The wild, wild west of Covid-19 preprints is about to get a new sheriff. On Monday, the MIT Press is announcing the launch of an open access journal that will publish reviews of preprints related to Covid-19, in an effort to quickly and authoritatively call out misinformation as well as highlight important, credible research.
“Preprints have been a tremendous boon for scientific communication, but they come with some dangers, as we’ve seen with some that have been based on faulty methods,” said Nick Lindsay, director of journals at the MIT Press, which will publish Rapid Reviews: Covid-19. “We want to debunk research that’s poor and elevate research that’s good.”
The Covid-19 pandemic has produced a fire hose of preprints (papers posted to servers such as bioRxiv and medRxiv without peer review), many of questionable validity. The poster child for that is a bioRxiv preprint that suggested the new coronavirus had somehow been engineered from HIV; it was quickly withdrawn. But many other preprints, while not clearly wrong, used weak methodology, such as small numbers of patients or inadequate controls, as in an experiment concluding that a commercially available immunoglobulin might protect against the disease.
“There have definitely been some crummy preprints,” said Richard Sever, a co-founder of both bioRxiv, in 2013, and medRxiv, whose methodical rollout a year ago accelerated to warp speed with the pandemic and has now posted some 5,000 papers about it. “Quite a lot of people are talking about doing something like [the MIT Press effort]. Their challenge is getting people to do the reviews quickly. It’s a great idea but might be easier said than done.”

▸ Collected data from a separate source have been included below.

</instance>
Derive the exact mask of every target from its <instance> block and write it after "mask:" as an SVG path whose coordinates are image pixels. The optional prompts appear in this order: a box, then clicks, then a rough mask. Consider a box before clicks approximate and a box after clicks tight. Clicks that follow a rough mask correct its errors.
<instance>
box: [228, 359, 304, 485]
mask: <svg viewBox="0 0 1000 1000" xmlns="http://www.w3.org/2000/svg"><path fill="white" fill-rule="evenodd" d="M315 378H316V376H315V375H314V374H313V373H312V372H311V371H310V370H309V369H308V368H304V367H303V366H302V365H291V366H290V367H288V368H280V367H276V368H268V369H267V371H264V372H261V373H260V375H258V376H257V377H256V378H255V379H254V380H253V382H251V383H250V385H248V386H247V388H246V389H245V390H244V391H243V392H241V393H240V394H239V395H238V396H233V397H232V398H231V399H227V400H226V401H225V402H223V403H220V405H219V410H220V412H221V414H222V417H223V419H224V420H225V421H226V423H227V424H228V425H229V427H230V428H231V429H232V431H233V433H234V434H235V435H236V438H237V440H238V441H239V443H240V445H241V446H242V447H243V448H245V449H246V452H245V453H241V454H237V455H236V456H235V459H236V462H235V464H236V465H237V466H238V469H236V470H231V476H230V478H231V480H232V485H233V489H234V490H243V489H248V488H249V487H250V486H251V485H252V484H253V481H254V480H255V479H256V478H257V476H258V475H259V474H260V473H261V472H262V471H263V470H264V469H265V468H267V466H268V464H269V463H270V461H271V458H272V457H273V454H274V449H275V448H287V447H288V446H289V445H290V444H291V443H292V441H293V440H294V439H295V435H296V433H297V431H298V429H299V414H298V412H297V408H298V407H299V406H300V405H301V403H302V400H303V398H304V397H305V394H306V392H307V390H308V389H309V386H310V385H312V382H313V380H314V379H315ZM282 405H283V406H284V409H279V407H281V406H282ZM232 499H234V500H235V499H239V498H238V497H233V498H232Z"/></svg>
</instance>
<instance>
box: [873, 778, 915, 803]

The editor-in-chief of Rapid Reviews: Covid-19, Stefano Bertozzi of the University of California, Berkeley, thinks this project has a secret sauce that similar efforts do not. It will use an artificial intelligence system developed at Lawrence Berkeley National Laboratory to categorize new preprints by discipline (such as epidemiology or clinical care) and degree of novelty.
“There is such a huge volume of material every day, our goal is to do rapid reviews on preprints that are most interesting,” Bertozzi said. “Interesting” means studies that might influence public health officials, clinicians, and the public, he said, “as well as those that need to be validated or debunked, especially if they’re getting a lot of attention in the media or social media.”
That attention can come almost instantly, posing a challenge for a journal with “rapid” in its name. The AI sifter should speed up the process at the front end. Humans will also weigh in, with about 100 volunteer graduate students from around the world scanning preprints for those that most need review.
Once a preprint has been flagged, Bertozzi and his editors will ask up to three experts to review its strengths and limitations, with or without their name attached to the review.
Both medRxiv and bioRxiv would “absolutely” indicate whether a preprint has been given a Rapid Review, Sever said, just as it does when a preprint is published in a journal. “One of our missions is to alert readers to relevant conversations,” he said.
The first reviews should be up by mid-July, with an aim of posting them within seven to 10 days of a preprint appearing.
The closest similar effort went live in April at Johns Hopkins University, where epidemiologist Emily Gurley and pathologist Kate Grabowski launched the 2019 Novel Coronavirus Research Compendium. Its 50 volunteers, mostly from Hopkins, include experts in mathematical modeling, diagnostics, vaccines, and related fields. Using keyword searches, they select new studies, both preprints and those published in journals, that they think contain important information for clinicians and policymakers. Postdoctoral fellows and graduate students summarize the paper’s findings, and flag its strengths and limitations. Two Hopkins faculty members vet and edit the reviews, which recently passed 220.
“Our objective is to be sure folks, especially clinicians on the frontlines, can find the information they need,” Gurley said. “No one has time to go through all the papers that are coming out” on Covid-19.
Rapid Reviews: Covid-19 plans to tap a pool of 1,600 potential reviewers from hundreds of institutions, and will analyze papers on the economics and anthropology of the pandemic as well as biomedicine. If it lives up to its founders’ hopes, it would be the largest formal effort to ride herd on Covid-19 preprints. It also plans to publish original research from areas of the world that have been underrepresented in Western journals.
Praising the Hopkins project, Lindsay said, “The reality is, there’s so much Covid-19 research out there, there’s going to be plenty for all of us to examine.”